Vorab sei gesagt, dass dies kein professioneller Vergleich ist, sondern ad hoc während dem Schreiben durchgeführt wird. Es ist also ein relativ subjektiver Vergleich, der aber auf zahlreichen Diskussionen mit meinem Mitbewohner beruht. Nun aber zum Vergleich:
Deutsche Arbeiten entsprechen dem allgemeinen Stereotyp des Deutschen: sorgfältig, detailliert, umfassend. Der Inhalt zählt! In Deutschland herrscht auch eine ausgeprägte Kultur, die das Schreiben der Abschlußarbeiten in Unternehmen vorsieht. Dement... ahhhhhhhhhhhhhhhhhhhhhh Probe-Feueralarm!!!! Etwa fünf Sekunden pro Woche Terror seitens der Wohnheimverwaltung. Man kann nicht, anders als sich jedesmal erneut zu erschrecken... ähmmmm... Dementsprechend ist ein Großteil der Arbeiten praxisorientiert und, ich sag mal, sinnvoll. Die Resultate haben einen hohen Stellenwert.
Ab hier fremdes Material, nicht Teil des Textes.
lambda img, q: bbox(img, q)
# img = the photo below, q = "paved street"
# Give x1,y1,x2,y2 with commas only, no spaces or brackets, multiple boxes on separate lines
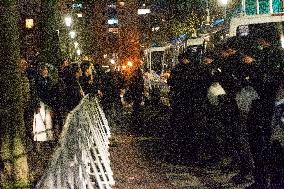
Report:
109,104,254,189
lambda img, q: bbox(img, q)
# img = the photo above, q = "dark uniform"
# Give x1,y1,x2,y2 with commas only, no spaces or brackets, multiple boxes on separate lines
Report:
214,36,257,180
215,51,253,178
128,67,144,124
168,54,213,163
246,46,284,188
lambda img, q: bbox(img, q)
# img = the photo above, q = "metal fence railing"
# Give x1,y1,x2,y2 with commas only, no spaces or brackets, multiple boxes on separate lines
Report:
36,95,115,189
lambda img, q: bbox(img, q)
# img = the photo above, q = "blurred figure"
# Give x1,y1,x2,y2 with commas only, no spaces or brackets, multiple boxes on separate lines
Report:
80,61,100,95
245,34,284,189
20,58,37,147
199,51,225,163
142,68,151,106
159,69,171,107
214,37,253,183
58,58,70,79
127,66,144,126
100,65,125,127
63,63,84,113
33,64,56,142
167,51,213,164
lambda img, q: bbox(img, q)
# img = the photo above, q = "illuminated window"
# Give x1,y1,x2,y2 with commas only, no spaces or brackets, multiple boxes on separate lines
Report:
108,4,116,8
108,28,119,33
71,3,82,9
138,9,151,15
25,19,34,28
108,18,118,25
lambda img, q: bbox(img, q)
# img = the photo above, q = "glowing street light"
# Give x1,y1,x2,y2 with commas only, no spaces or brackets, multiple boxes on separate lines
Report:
220,0,228,5
64,16,72,27
119,1,125,6
110,59,115,64
69,31,76,39
25,19,34,28
127,61,133,67
76,49,81,56
74,41,79,48
219,0,229,19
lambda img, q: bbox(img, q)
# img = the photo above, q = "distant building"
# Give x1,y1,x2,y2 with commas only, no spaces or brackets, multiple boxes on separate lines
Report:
18,0,41,62
89,0,140,67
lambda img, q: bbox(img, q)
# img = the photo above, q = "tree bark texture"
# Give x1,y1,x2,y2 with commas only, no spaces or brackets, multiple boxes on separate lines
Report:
0,1,30,188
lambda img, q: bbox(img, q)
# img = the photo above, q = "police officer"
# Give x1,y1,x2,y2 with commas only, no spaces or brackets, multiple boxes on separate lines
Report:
168,50,213,164
215,37,253,183
246,33,284,189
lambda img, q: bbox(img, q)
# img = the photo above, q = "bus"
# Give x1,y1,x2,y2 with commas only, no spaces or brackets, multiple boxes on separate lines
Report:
228,0,284,47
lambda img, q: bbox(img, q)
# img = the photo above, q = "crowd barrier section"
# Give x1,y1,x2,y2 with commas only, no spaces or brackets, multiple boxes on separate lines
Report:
36,95,115,189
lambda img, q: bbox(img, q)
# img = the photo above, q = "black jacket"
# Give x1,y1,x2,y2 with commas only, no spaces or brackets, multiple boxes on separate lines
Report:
79,75,99,95
63,78,84,112
35,75,56,109
250,46,284,102
168,62,213,104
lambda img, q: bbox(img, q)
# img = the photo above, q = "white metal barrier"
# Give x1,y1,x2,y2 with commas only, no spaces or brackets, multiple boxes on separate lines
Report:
36,95,115,189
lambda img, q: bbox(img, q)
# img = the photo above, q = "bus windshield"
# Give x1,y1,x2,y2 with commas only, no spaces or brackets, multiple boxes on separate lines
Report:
236,22,284,47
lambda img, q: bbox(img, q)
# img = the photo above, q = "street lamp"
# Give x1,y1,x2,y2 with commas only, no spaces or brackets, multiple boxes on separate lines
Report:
127,61,133,67
205,0,210,25
110,59,115,64
76,49,81,56
74,41,79,48
219,0,228,19
64,16,72,27
220,0,228,5
69,31,76,39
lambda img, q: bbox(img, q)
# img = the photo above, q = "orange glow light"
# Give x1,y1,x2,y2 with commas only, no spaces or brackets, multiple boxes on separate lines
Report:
122,65,127,69
127,61,133,67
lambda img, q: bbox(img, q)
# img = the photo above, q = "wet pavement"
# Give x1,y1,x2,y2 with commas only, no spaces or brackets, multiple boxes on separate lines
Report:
109,104,254,189
29,103,255,188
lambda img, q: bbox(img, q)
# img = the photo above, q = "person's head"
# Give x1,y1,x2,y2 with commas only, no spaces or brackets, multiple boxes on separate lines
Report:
19,58,28,74
178,53,190,64
69,63,82,80
237,36,259,65
62,59,70,68
240,47,257,65
39,64,49,78
256,37,272,49
144,67,150,73
218,37,240,58
80,61,93,77
254,26,277,49
202,51,215,65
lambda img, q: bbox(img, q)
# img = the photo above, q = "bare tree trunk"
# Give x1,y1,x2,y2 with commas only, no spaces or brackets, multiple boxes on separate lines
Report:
0,1,30,188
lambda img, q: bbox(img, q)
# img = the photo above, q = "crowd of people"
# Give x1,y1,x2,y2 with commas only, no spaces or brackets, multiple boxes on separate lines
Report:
167,33,284,188
20,57,146,148
19,31,284,189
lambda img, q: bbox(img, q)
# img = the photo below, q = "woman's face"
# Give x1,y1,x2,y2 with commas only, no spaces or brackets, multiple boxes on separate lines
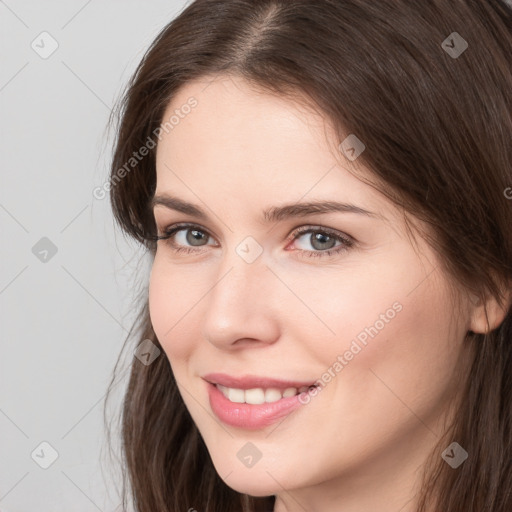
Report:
149,75,473,508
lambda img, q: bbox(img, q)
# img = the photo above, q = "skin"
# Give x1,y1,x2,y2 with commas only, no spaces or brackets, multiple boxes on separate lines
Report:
148,74,507,512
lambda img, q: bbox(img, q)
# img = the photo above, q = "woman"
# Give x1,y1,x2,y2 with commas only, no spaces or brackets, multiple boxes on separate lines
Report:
104,1,512,510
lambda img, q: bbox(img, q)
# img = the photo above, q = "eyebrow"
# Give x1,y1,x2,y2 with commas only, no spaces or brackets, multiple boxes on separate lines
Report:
151,193,381,223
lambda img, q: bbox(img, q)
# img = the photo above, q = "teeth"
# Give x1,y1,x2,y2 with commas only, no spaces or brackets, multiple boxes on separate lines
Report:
245,388,265,404
226,387,245,403
265,388,282,403
216,385,313,404
283,387,298,397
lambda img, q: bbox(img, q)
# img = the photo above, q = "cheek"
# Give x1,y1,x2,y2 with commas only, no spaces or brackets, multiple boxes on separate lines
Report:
280,254,413,364
358,264,462,373
322,268,464,440
298,249,463,412
148,256,199,361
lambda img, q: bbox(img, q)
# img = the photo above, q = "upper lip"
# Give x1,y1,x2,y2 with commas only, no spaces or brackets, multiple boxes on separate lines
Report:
203,372,317,390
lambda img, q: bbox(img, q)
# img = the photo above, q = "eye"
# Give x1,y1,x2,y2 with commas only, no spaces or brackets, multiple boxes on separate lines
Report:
154,223,354,258
154,223,216,254
288,226,354,258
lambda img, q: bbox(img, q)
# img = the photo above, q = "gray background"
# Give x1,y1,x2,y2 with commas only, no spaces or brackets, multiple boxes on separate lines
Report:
3,1,512,512
0,1,188,510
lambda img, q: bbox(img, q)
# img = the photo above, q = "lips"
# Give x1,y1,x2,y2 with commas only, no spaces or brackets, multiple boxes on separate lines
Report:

In Schottland werden die meisten Arbeiten innerhalb der Uni geschrieben. Man kann sagen, die Arbeiten sind sehr theoretisch ausgerichtet. Kooperationen mit Dritten gehören zur Seltenheit. Ich als theoretisch ungebildeter FH-Student, der Praxisorientierung quasi immer zum Frühstück serviert bekommen habe, ziehe daraus den Schluß, dass die Arbeiten praktisch weniger sinnvoll sind. Das soll nicht heißen, dass die Arbeiten schlecht sind! Keinesfalls! Daran wird aber ersichtlich, dass der Inhalt, also das 'Was', nicht der Schwerpunkt ist. Hier wird großen Wert auf das 'Wie' gelegt: Wie wurde die wissenschaftliche Arbeit durchgeführt? Es ist also relativ egal was man macht, denn bewertet wird am Ende wie es gemacht wurde. Das fängt bei der Literaturrecherche an: Grob die Hälfte meiner Arbeit widmet sich einem Review / einer kritischen Durchsicht auf die vorhandenen Literatur in dem Gebiet. Wer hat was bereits geschrieben? Weiter geht es mit dem methodischen Vorgehen: Was ist das Ziel meiner Arbeit, welche Daten brauche ich, wie werte ich diese aus? Erst der kürzere letzte Teil widmet sich den Ergebnissen.
Zusammengefaßt läßt sich also sagen, dass die Schotten/Briten bei der akademischen Ausbildung einen sehr großer Wert auf Methodik setzen, während in Deutschland ein nicht geringer Fokus auf dem Inhalt liegt.
Dieser grobe Vergleich basiert sehr stark auf meinen persönlichen Erkenntnissen und Beobachtungen. Wichtig sei nochmal zu betonen, dass ich von einer Fachhochschule komme und somit nicht wirklich das deutsche Uni-System kenne. Gut möglich, dass meine kleine Analyse verkehrt liegt. Darüber lasse ich mich in der Kommentarfunktion gerne kritisieren.
Warum schreibe ich das Ganze überhaupt (mal wieder)? Weil ich diese Erkenntnis gerne vor meinem Studiumbeginn hier gehabt hätte! So hätte ich von Anfang an mehr Wert auf die Methodik gelegt, anstatt mit halben Wissen voranzupreschen. Im Nachhinein weiss man es eben besser! Es soll aber nicht heißen, dass die Angriff-ist-die-beste-Verteidigung-Methodik falsch ist, nur anders.